Yahoo Health reports a research conducted by fellows at University of Michigan studied over a hundred courtroom videos to identify the verbal cues and body language used by people when they lie.
Published as part of the International Conference on Multimodal Interaction, the researchers delicately looked at testimonies from witnesses and defendants captured on videos. The court's verdict indicated which of those people were lying.
"We wanted to see what it would be like if you had real deception," said study's co-lead author Rada Mihalcea, a computer science and engineering professor at the University of Michigan. "We can do lab occurrences, asking subjects to lie imagining that they are in a certain situation, but we then don't get that high stakes occurrence of deception because it can be difficult to create a setting that truly motivates people to lie. But in the real world, there is true motivation to deceive."

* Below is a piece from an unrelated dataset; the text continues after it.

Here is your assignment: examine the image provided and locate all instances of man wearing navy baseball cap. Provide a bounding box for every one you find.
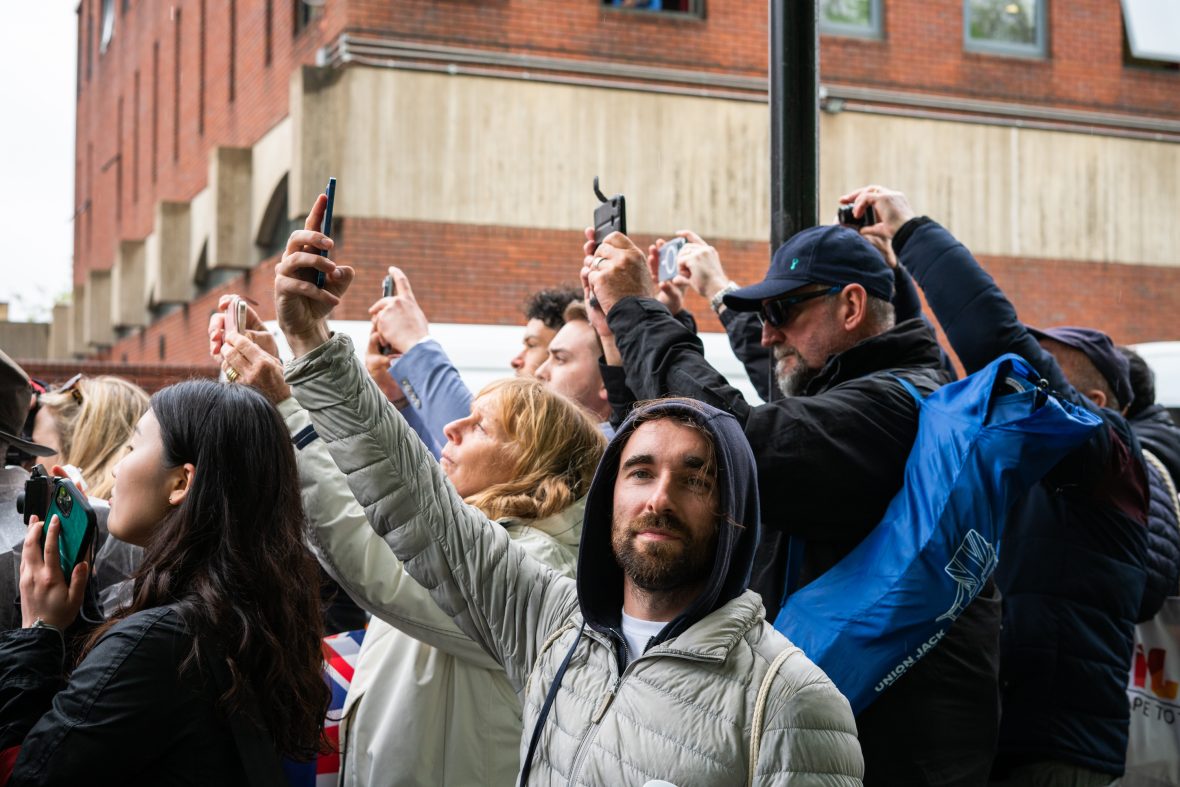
[582,220,999,786]
[845,186,1151,787]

Mihalcea, who led the study with computer science and engineering professor at UM-Flint, Mihai Burzo, created a new lie-detecting software along with research members Veronica Perez-Rose and Mohamed Abouelenien. Their unique lie-detector identified 75% of those who are lying accurately, making it comparable to the traditional polygraph test - which is 85% accurate.
According to researchers, those who are found lying exhibited these five indicating actions.
40% of liars were found using animated hand gestures when they speak compared to only 25% of truthful people. Mihalcea pointed out that this "might have to do with them trying to fabricate something. When there is more explanation going on, they need both hands to create more of the story."
30% of liars are scowling and grimacing when being dishonest, too. "Frowning with anger occurs more often with lying than with truth telling," Mihalcea explained.
Believe it or not, deceptive people can look you straight in the eye when they lie. In the study, 70% of liars were looking directly at the interrogator compared to 60% of those who were honest. "The liars are trying so very hard to convince that they are not lying, that in a rational way, they're just using everything they can" to look trustworthy, she added.
Using fillers such as "um," "ah," or "uh" is also associated with fabricating stories. "This is something that is hard to control," Mihalcea explained. "When you are thinking about what you are going to say, the words are rational and logical to convince other people of what you want to in dialogue. But the other sounds, you can't control as much."
Lastly, those who are lying tend to replace first person words like "I" or "we" to "he" or "she". In fact, some would just get themselves out of the statement and avoid using the subject noun entirely.
The researchers wish that this study could help the law enforcement community in the future.